Deleting file 2016-06-19-inc/rareprints.com.tar.gz, which is 77 days old ..
.. deleted 2.06 kB.
[…snip…]
Deleting file 2016-06-20-inc/3dprototypes.net.tar.gz, which is 76 days old ..
.. deleted 2.07 kB.
Deleting file 2016-06-20-inc/agrobot.co.uk.tar.gz, which is 76 days old ..
.. deleted 2.08 kB.
… deleted 170 old backups, and skipped 0 that were not old enough
As you can see it is configured to delete backups older than 30 days. It has only deleted 170 and it should be doing about 700 per day. Its working on the oldest backups at 76 days old, so its got a couple of months behind. The 170 were a few from 2016-06-19 and a few from 2016-06-20. Also there are many current backups that should have been skipped, I’m not sure why 0 is shown for that count. The identical backup on the other server shows these counts correctly.

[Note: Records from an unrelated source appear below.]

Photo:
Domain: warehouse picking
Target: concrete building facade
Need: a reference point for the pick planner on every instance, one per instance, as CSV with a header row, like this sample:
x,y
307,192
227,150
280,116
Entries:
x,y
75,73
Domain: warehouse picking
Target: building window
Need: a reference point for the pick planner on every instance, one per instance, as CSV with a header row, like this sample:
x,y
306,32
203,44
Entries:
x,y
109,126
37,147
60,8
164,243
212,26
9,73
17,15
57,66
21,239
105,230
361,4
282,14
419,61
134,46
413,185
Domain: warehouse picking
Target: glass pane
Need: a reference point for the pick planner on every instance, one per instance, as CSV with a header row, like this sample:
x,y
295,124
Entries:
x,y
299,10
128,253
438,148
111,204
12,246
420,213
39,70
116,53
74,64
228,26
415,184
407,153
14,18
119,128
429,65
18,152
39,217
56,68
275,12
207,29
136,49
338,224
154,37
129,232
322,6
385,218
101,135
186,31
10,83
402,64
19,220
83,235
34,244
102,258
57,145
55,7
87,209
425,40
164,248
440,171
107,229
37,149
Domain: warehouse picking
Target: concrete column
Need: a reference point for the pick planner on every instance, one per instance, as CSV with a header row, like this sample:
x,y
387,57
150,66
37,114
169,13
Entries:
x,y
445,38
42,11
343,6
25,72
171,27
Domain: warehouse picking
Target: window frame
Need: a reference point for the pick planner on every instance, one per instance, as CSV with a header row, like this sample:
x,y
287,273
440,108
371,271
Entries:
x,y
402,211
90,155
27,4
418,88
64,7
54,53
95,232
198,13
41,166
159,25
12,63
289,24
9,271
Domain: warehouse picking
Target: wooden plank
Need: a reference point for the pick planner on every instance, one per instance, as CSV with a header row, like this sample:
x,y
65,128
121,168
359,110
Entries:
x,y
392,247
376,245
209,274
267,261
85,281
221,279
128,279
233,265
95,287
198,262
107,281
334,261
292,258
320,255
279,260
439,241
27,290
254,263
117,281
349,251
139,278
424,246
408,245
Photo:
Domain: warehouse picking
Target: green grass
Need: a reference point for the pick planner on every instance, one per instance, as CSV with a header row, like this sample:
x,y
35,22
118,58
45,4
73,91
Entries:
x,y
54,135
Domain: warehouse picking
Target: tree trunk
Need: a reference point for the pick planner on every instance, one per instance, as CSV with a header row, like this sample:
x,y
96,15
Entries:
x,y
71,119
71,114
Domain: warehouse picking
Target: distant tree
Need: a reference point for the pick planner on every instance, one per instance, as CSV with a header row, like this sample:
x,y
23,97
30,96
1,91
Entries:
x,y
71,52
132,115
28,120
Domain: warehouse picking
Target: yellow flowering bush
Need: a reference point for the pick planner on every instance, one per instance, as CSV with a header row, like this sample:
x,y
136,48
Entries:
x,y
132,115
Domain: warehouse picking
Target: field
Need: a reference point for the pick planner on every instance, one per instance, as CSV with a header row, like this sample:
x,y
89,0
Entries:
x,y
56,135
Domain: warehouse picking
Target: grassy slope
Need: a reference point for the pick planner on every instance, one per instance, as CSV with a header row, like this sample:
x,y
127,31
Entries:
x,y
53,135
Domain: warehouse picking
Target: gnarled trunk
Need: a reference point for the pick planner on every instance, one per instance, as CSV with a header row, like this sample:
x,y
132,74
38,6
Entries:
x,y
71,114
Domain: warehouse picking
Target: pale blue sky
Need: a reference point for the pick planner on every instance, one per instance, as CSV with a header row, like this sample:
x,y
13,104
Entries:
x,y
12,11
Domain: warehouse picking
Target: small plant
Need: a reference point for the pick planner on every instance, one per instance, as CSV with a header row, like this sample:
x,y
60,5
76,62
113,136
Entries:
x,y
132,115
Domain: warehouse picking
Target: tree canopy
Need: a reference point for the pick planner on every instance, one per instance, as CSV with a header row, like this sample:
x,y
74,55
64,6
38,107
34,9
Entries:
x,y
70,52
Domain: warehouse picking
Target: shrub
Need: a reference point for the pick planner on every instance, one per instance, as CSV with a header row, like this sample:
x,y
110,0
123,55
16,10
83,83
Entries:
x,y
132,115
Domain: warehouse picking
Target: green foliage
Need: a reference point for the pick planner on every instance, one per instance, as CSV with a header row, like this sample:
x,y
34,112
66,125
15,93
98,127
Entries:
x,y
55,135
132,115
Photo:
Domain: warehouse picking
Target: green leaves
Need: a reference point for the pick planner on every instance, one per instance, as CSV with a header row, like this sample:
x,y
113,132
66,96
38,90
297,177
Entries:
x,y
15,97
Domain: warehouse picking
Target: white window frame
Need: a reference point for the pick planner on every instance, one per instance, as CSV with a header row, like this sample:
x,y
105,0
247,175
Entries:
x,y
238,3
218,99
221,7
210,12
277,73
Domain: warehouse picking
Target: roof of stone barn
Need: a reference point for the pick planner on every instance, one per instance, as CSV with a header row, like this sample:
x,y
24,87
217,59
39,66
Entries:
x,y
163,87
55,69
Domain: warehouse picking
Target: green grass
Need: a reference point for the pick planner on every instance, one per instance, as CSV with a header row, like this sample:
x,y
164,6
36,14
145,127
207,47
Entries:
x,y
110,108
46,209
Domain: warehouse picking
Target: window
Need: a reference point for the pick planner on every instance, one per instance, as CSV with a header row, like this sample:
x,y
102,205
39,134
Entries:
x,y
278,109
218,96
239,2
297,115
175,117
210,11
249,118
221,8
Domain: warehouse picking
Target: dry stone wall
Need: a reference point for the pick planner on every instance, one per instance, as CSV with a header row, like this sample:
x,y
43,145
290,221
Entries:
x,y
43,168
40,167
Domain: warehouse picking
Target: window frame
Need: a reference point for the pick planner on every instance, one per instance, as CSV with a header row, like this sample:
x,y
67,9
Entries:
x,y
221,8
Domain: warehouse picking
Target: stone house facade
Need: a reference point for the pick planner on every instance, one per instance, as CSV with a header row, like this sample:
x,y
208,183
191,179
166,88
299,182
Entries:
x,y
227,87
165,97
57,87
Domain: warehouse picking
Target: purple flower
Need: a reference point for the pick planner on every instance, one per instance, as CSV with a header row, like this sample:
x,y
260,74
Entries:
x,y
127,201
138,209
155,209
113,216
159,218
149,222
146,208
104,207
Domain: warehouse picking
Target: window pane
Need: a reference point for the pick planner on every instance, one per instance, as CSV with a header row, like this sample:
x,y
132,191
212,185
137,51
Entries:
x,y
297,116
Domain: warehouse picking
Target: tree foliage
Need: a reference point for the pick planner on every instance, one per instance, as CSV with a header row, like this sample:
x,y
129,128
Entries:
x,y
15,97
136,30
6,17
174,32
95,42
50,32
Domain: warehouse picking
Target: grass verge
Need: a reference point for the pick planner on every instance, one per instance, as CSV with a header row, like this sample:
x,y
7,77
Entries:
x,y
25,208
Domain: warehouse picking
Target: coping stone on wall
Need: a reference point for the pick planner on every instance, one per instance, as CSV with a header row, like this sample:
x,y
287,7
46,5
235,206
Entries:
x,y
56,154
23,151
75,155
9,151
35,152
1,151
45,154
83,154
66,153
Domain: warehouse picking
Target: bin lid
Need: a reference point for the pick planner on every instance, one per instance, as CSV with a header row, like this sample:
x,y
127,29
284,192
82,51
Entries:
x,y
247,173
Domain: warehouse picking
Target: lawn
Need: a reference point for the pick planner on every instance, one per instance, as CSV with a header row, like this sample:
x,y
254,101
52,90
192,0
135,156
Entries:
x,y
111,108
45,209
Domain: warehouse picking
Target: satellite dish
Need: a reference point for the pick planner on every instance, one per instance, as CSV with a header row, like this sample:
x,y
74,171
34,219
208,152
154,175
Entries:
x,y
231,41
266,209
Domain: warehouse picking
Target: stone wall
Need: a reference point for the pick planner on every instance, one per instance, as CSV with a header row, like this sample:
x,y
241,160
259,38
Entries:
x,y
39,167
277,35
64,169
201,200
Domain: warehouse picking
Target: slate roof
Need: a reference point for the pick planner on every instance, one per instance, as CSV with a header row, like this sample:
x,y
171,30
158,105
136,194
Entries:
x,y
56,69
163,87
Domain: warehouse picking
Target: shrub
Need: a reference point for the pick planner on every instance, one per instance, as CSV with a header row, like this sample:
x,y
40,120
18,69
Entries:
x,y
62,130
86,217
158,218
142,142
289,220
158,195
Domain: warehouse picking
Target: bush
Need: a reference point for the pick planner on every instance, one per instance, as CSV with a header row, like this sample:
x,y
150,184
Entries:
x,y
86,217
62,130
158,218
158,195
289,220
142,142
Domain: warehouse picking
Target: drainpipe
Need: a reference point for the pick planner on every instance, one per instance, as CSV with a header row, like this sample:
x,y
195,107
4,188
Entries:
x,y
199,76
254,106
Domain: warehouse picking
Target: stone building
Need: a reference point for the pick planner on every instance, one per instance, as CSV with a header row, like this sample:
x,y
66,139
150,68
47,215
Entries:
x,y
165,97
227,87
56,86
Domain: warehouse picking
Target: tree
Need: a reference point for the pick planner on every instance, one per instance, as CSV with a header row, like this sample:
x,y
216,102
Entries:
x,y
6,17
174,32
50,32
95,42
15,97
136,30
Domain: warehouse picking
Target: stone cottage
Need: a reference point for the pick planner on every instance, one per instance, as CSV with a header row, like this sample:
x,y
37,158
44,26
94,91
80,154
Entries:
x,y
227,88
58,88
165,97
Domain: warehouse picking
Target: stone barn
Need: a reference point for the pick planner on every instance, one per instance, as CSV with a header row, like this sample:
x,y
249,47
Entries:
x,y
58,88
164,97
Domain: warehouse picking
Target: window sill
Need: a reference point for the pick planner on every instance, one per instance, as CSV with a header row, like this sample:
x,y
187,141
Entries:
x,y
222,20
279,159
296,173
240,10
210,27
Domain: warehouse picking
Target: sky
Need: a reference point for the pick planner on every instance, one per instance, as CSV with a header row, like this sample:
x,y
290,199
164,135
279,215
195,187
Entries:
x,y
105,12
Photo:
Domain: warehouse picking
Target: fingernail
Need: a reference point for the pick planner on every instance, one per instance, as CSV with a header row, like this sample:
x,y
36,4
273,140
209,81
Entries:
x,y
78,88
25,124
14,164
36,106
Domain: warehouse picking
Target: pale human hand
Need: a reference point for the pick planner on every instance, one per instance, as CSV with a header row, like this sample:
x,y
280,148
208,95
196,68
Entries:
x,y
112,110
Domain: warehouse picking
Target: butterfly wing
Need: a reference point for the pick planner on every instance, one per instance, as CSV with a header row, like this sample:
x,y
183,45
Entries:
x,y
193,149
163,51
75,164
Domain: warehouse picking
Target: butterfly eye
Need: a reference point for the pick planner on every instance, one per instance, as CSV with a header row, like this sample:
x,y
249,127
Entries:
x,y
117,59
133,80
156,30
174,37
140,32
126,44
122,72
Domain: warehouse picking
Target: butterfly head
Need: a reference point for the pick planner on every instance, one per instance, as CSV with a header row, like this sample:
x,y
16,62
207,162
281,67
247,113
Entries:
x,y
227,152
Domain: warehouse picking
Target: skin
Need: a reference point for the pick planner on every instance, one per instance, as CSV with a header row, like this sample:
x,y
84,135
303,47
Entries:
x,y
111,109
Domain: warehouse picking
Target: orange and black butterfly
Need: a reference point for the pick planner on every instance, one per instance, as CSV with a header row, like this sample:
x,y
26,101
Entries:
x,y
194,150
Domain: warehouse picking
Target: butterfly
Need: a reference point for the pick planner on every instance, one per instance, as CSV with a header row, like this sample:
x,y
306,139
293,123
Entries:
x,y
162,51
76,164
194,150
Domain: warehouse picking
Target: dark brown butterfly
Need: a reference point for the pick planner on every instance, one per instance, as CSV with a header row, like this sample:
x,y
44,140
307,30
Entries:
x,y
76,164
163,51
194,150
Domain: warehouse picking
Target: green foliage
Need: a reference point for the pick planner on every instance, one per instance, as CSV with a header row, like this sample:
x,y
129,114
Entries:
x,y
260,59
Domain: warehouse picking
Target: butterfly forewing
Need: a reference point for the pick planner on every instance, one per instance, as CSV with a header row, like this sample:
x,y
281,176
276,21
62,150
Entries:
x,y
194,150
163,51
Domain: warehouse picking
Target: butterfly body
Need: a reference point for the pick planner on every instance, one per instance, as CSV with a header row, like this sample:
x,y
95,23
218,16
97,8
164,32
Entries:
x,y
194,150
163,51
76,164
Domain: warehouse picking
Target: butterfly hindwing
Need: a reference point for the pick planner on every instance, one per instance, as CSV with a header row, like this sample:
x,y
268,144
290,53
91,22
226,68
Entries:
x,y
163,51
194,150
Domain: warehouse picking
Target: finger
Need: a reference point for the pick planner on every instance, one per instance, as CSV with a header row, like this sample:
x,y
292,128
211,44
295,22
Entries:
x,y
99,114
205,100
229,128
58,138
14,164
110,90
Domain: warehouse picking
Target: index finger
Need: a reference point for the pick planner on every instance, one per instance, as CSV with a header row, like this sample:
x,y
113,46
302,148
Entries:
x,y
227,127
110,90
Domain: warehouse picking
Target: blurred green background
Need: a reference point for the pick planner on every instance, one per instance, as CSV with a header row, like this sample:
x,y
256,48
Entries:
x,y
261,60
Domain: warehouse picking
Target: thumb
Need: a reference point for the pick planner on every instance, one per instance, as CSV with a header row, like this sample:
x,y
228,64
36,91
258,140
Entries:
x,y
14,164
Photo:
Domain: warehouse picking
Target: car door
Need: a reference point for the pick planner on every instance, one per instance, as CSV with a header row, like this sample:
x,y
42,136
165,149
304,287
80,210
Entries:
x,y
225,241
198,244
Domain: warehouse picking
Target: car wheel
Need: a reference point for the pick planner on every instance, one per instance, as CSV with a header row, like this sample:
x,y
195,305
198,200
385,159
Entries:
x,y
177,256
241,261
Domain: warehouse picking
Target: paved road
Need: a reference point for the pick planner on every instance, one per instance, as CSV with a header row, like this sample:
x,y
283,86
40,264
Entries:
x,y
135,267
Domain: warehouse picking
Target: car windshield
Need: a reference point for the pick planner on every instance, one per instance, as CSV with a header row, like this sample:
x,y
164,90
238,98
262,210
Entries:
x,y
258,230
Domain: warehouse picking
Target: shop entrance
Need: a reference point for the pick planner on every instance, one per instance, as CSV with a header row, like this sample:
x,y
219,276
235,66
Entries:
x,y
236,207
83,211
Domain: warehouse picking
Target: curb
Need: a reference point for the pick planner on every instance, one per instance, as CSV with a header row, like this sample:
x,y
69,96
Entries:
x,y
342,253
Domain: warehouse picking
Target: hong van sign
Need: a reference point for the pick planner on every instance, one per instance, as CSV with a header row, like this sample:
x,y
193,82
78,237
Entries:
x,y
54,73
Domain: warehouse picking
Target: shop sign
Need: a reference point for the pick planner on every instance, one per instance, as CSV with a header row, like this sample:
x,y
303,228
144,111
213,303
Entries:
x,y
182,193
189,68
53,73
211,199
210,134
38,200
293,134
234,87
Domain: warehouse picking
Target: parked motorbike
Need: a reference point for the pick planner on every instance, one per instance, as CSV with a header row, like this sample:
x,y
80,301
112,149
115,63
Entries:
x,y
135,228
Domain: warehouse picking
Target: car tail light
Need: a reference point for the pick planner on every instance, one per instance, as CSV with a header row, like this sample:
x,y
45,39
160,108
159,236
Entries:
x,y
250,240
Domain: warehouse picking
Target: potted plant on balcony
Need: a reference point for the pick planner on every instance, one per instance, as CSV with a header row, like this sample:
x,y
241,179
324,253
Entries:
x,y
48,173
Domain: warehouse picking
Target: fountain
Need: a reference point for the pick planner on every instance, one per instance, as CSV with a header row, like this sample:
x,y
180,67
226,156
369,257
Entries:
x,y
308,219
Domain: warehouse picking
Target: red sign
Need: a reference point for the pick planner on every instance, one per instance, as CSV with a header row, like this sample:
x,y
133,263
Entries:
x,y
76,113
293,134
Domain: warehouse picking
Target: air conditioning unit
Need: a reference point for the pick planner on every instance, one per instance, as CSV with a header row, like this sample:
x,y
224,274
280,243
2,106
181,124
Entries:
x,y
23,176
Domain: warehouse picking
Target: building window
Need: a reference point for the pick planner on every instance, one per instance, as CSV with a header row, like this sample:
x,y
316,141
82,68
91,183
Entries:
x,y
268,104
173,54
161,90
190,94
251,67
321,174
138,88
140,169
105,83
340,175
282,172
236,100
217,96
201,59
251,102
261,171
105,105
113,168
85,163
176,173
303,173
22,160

Looking at what is present on the rackspace container it seems to have stopped way before it should have:
root@jh1:/mnt/cloudfuse/jh2_virtualmin_backup# for f in * ; do echo $f `ls $f|grep gz$|wc` ; done
2016-06-05-full 705 705 16047
2016-06-15-inc 0 0 0
2016-06-20-inc 527 527 12105
2016-06-21-inc 706 706 16067
2016-06-22-inc 706 706 16067
2016-06-23-inc 706 706 16067
2016-06-24-inc 705 705 16045
2016-06-25-inc 706 706 16067
2016-06-26-inc 706 706 16067
2016-06-27-inc 706 706 16067
2016-06-28-inc 706 706 16067
2016-06-29-inc 706 706 16067
2016-06-30-inc 706 706 16067
2016-07-01-full 706 706 16067
2016-07-02-inc 706 706 16067
2016-07-03-inc 706 706 16067
[...snip...]
Most backup days have 706 .gz files in them. You can see its deleted some from the 20th but not all. Also the 15th is interesting as it shows no gz files… looking into the folder I can see a .dom and .info files there for a domain but no .gz file.
So, in conclusion I am beginning to suspect network connectivity issue while deleting the backups is causing a crash or timeout that makes the backup process uncleanly exit? Maybe the full directory listing isn’t downloaded? That could be why it doesn’t delete everything and doesn’t consider any to be “skipped”. I’m not sure that explains why the .info and .dom file exists without an .gz!?
I am going to clean up the server a bit, about 400 of the domains can be removed so that will make the backup process much quicker, and I am thinking it may prevent this problem. I am also going to manually remove some of the old backups so virtualmin doesn’t have so many to keep track of and delete. This wont be done for a few more weeks yet, so If you would like me to run any further tests and gather more info so you can get to the bottom of this I would be willing to do so. Thanks to all involved for an awesome system
I will let the backup run on schedule tonight and see how many files it has managed to delete in the morning.